Looking through the original list and the comments so far and comparing to systems I've built a couple of additions:
1. eReader: Whilst we can debate whether they need Kobo, Kindle etc. an abilitiy to read ePub files will be useful. I use MobiPocket, but there are many to choose from. Be warned that many (eg. Kindle) need to be installed by logging into each individual user account and then installing - they don't seem to handle a general admin install.
2. Touch typing tutor: I've tended to install Rapid Typing Tutor - remember the satellilite link effectively rules out online tools such as the excellent http://www.bbc.co.uk/schools/typing/
3. Password Manager: Whilst these are public machines, it may be handy to use a password manager to retain all those default passwords that permit these systems to access standard resources.

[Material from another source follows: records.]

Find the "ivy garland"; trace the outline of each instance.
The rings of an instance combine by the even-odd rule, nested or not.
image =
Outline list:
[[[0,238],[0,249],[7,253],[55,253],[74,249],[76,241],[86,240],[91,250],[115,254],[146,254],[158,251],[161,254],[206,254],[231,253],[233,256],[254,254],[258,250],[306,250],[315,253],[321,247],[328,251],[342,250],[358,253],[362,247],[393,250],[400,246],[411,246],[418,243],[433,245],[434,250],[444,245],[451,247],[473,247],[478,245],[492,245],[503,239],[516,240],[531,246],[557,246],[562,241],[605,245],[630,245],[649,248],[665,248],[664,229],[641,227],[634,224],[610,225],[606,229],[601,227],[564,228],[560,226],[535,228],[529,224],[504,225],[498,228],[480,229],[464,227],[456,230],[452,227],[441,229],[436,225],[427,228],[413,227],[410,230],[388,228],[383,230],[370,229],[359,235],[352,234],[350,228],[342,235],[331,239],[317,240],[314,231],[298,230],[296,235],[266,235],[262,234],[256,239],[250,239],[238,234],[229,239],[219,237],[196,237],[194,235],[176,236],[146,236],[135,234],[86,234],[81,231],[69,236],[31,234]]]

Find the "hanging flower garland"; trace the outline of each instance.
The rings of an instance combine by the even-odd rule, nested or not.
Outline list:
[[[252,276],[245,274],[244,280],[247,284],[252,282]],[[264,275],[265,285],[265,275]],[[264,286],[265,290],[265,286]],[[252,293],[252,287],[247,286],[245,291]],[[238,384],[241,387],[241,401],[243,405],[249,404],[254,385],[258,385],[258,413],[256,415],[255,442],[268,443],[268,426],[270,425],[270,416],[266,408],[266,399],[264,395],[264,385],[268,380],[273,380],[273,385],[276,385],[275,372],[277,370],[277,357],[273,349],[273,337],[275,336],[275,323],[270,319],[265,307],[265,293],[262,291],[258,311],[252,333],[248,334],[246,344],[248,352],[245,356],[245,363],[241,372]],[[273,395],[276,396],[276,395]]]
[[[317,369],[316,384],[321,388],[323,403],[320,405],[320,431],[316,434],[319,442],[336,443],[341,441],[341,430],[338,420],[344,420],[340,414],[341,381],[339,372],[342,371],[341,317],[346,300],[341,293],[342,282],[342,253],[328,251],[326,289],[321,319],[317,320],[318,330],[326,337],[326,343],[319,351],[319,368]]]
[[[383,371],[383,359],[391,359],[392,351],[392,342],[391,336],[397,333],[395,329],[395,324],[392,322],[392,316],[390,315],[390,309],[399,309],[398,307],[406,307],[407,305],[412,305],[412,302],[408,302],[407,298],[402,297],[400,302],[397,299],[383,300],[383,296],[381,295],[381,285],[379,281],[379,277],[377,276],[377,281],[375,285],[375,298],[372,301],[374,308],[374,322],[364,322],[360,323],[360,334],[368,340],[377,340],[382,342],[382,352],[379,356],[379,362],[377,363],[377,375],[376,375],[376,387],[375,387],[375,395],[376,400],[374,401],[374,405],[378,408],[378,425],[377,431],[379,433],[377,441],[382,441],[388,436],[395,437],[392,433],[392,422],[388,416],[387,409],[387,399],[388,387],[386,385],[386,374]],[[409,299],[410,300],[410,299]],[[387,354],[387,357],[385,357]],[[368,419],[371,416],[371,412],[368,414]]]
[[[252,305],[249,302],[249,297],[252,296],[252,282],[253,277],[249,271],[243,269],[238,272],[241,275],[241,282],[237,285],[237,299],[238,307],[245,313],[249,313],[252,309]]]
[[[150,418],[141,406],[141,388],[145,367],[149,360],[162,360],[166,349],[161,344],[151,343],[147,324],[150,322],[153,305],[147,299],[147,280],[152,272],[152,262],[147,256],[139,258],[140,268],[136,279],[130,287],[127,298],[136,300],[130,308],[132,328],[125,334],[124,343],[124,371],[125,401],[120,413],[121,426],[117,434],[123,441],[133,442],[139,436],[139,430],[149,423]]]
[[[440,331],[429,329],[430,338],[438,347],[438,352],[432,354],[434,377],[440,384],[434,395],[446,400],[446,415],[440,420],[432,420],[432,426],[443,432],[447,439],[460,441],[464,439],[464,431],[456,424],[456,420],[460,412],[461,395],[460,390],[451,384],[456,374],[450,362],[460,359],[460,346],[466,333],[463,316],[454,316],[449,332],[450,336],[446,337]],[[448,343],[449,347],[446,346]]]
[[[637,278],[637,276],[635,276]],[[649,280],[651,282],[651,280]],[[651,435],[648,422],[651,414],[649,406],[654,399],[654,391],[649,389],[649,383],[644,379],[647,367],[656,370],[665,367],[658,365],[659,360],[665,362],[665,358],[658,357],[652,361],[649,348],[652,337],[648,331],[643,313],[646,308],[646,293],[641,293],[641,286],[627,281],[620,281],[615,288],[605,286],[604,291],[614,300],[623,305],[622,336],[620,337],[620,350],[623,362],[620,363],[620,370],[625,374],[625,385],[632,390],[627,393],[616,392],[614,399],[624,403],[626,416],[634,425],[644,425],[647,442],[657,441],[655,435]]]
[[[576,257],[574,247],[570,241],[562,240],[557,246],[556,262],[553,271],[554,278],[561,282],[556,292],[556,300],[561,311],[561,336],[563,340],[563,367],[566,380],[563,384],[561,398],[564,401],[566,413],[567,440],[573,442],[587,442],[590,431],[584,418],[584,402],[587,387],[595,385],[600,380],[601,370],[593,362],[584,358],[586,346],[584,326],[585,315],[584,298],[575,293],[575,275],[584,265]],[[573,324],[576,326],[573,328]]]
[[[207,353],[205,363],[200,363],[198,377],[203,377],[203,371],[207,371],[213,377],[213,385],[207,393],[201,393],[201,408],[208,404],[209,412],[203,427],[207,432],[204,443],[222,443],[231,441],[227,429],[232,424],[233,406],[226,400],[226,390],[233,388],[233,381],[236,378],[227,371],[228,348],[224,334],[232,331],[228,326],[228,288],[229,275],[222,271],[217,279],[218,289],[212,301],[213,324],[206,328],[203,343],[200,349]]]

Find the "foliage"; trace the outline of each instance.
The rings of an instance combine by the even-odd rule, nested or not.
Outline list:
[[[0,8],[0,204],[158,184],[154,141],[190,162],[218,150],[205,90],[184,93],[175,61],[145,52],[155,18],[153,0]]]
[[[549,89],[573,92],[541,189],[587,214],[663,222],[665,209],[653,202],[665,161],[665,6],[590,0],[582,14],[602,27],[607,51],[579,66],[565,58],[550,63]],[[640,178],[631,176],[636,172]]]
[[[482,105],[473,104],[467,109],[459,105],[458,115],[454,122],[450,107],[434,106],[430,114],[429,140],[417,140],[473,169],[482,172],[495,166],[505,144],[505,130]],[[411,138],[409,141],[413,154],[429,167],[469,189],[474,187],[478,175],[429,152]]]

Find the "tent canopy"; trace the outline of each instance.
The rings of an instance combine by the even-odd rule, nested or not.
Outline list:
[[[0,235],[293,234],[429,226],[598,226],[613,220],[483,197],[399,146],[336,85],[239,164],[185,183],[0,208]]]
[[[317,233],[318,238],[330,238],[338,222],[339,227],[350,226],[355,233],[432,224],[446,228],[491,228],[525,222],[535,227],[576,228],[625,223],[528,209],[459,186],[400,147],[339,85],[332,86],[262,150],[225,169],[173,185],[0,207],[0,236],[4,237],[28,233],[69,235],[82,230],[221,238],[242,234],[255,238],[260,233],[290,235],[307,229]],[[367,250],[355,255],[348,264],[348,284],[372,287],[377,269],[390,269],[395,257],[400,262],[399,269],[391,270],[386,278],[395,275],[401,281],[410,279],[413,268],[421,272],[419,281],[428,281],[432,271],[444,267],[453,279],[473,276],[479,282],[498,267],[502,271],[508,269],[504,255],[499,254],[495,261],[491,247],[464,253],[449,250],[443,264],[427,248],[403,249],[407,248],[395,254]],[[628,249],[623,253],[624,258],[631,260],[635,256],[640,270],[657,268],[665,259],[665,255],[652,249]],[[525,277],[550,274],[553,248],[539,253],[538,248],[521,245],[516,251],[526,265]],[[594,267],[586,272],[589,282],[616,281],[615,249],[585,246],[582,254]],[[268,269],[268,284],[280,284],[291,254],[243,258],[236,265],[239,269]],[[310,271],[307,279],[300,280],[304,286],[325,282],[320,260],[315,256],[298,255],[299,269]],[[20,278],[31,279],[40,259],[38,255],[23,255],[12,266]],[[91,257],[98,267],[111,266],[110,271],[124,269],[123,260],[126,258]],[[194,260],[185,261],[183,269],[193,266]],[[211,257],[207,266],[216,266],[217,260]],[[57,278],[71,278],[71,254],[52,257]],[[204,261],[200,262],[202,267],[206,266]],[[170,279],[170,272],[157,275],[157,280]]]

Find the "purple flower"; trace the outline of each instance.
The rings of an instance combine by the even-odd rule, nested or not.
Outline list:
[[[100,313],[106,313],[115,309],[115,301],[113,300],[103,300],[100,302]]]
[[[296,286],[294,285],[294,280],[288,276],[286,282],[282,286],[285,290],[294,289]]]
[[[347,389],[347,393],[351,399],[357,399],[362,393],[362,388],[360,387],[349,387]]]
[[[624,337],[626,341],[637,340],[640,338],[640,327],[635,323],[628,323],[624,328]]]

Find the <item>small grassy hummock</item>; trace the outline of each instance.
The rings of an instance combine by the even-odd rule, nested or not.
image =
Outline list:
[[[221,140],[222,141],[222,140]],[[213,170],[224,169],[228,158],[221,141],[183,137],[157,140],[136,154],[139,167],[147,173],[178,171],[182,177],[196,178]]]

4. iPads/Android etc.: For simplicity just install Collobos Presto on the 'server' system. Whilst not free, it is probably the easiest way to enable iOS to send stuff to Windows printers.
Finally, I recommend giving some thought to the final user environment configuration. Trivia like:
- Tidying up the Windows menu's so the user doesn't get to see entries like "Windows Anytime Upgrade" etc.
- Buttons, such as changing the default setting on the "Shutdown" button to "Logoff".
- Setting the various auto updaters so that user's aren't distracted by them.
- Pinning relevant stuff to the desktop, Menu bar, start menu etc.